En este sentido, los programas de aprendizaje socioemocional (ASE) han cobrado relevancia como un complemento clave de la formación académica tradicional, al contribuir al bienestar integral de los estudiantes y fortalecer habilidades como la empatía, la autorregulación y la toma de decisiones responsables, con impactos positivos en el clima escolar y el desempeño académico.
La evidencia internacional indica, además, que este tipo de iniciativas trasciende el ámbito educativo y genera beneficios sociales y económicos, al reducir conflictos, prevenir el acoso escolar y promover entornos de aprendizaje más seguros e inclusivos. En este sentido, un estudio de la Universidad de Columbia señala que por cada dólar invertido en programas ASE se obtiene un retorno estimado de 11 dólares.
En Colombia, este enfoque comienza a materializarse en experiencias territoriales concretas. Un ejemplo es el municipio de Tuluá, en el Valle del Cauca, donde desde 2019 la Fundación Levapan implementa el modelo SEE Learning en su Colegio Bilingüe Guillermo Ponce de León.
Este programa, desarrollado originalmente por la Universidad de Emory (Atlanta, Estados Unidos), promueve el aprendizaje social, emocional y ético en docentes y estudiantes desde transición hasta grado 11. Gracias a alianzas entre el sector educativo, entidades locales y organizaciones sociales, la iniciativa se ha expandido de manera progresiva hasta cubrir el 100 % de Instituciones Educativas Oficiales del municipio. En 2025, el modelo se expandió además a los municipios del Valle del Cauca Yumbo y Riofrío. Actualmente en los tres municipios esta iniciativa impacta a más de 20 000 estudiantes y más de 500 docentes, con más de 1600 millones de pesos en recursos invertidos.
“Los niños no solo están aprendiendo a identificar sus emociones; también están desarrollando formas de relacionarse con los demás desde la compasión y el respeto. Formar en control emocional y empatía nos transforma primero a nosotros: cuando un maestro aprende a autorregularse, escucha mejor, enseña mejor y acompaña mejor. Todo esto transforma el clima escolar y genera un impacto que trasciende las aulas y contribuye a la formación de grandes seres humanos, es por esto que brindar las herramientas socioemocionales es una prioridad”, explica [Nanook Smildiger, Directora Ejecutiva Fundación Levapan].

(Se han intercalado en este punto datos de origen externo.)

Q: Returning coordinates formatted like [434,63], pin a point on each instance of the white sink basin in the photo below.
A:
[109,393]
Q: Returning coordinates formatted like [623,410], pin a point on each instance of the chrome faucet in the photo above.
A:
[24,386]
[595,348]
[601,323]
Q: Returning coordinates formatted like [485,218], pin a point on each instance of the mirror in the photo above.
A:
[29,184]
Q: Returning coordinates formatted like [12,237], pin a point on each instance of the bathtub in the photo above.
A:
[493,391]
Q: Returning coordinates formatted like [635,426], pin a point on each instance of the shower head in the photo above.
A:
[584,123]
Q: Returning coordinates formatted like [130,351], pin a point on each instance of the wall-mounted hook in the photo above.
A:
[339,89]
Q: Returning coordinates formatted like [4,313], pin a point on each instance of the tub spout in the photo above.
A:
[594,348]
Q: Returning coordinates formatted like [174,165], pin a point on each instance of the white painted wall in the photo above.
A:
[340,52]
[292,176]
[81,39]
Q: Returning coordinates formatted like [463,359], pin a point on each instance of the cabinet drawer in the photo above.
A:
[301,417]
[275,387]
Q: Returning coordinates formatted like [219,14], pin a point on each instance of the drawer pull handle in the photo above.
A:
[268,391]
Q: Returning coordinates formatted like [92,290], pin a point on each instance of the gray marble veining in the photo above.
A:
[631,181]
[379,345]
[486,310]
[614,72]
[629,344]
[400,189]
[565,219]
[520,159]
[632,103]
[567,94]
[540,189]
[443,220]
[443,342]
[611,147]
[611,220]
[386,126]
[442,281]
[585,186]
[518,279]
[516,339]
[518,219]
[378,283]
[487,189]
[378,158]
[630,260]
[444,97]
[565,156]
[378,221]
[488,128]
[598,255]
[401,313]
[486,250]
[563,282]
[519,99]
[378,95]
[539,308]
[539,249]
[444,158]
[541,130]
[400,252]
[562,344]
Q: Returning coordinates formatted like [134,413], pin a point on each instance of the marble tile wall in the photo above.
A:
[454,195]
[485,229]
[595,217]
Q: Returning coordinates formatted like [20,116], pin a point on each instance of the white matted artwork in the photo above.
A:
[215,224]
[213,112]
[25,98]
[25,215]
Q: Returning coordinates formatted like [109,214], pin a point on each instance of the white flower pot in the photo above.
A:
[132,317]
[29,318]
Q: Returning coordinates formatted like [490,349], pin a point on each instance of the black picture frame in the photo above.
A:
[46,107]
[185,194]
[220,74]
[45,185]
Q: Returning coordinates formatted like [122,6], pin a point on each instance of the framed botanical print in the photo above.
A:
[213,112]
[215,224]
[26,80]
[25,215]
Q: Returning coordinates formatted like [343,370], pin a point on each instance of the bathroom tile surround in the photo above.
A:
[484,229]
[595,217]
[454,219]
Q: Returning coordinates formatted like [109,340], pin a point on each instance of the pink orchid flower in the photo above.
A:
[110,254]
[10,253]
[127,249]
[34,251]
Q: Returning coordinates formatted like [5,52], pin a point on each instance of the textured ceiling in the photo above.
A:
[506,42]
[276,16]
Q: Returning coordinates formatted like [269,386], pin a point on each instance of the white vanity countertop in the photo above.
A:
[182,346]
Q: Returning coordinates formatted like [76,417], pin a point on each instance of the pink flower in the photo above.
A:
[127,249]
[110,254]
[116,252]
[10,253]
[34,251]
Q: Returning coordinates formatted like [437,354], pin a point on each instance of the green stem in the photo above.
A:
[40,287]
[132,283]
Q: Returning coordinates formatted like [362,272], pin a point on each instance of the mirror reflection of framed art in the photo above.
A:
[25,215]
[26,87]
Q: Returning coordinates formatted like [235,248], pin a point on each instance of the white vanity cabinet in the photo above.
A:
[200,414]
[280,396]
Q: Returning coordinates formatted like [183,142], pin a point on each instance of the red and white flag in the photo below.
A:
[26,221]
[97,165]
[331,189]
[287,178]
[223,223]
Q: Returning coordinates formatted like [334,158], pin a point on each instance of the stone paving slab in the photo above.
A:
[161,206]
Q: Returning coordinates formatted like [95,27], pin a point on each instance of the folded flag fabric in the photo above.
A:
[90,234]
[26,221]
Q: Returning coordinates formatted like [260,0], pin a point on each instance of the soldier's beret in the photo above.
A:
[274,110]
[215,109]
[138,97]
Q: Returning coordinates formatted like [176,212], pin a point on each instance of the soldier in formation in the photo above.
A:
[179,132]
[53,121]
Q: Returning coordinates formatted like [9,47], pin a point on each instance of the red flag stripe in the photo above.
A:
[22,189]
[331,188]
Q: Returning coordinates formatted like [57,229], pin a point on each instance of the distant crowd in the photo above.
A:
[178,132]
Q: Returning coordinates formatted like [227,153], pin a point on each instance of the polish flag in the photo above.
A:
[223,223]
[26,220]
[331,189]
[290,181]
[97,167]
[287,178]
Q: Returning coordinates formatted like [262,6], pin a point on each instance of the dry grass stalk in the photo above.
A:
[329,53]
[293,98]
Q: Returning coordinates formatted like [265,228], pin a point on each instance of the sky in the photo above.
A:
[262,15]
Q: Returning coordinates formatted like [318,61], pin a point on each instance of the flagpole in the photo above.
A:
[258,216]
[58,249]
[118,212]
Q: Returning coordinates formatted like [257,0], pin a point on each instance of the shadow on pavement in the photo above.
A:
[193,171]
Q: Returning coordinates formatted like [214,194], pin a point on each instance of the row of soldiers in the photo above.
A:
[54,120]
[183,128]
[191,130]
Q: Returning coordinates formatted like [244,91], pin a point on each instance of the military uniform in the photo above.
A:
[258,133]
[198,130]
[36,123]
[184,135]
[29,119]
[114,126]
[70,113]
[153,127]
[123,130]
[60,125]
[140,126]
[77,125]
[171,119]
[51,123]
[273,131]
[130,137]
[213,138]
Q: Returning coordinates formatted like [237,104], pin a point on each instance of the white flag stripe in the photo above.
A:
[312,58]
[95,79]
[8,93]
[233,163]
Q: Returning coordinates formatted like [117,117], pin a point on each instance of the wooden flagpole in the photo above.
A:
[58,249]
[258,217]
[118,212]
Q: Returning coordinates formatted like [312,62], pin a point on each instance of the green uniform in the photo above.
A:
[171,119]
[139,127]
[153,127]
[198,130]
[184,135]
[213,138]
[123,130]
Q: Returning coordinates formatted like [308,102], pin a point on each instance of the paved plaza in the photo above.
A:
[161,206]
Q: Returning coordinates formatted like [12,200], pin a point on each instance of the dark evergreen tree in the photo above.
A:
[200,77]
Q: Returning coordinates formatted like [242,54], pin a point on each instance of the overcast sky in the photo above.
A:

Esta percepción es compartida por los docentes, pues, el 98 % de los participantes afirma que el programa brinda insumos útiles para el fortalecimiento de la convivencia escolar; el 96% reconoce que aporta elementos para la resolución de conflictos; y el 97% considera que ofrece orientaciones que contribuyen a la prevención del acoso escolar.
De cara a 2026, el programa proyecta fortalecer la formación de maestros, ampliar los recursos pedagógicos y consolidar los sistemas, con el objetivo de seguir aportando a la discusión nacional sobre el papel de la educación socioemocional en el sistema educativo colombiano.
En el inicio del calendario escolar y en el marco del Día Mundial de la Educación, que se conmemora cada 24 de enero, estas experiencias ponen de relieve que el futuro de la educación no depende únicamente de los contenidos académicos, sino también del desarrollo de habilidades para la convivencia, la empatía y la construcción de relaciones sanas dentro y fuera del aula.
En este escenario, el país comienza a avanzar en la incorporación de la formación socioemocional como un componente relevante dentro de los currículos educativos. Este enfoque plantea el reto de trascender iniciativas puntuales para consolidarse como parte estructural de los procesos pedagógicos, en articulación con las políticas públicas y las realidades de cada territorio. Su desarrollo resulta clave para fortalecer la convivencia escolar y responder de manera integral a los desafíos que hoy enfrentan las comunidades educativas.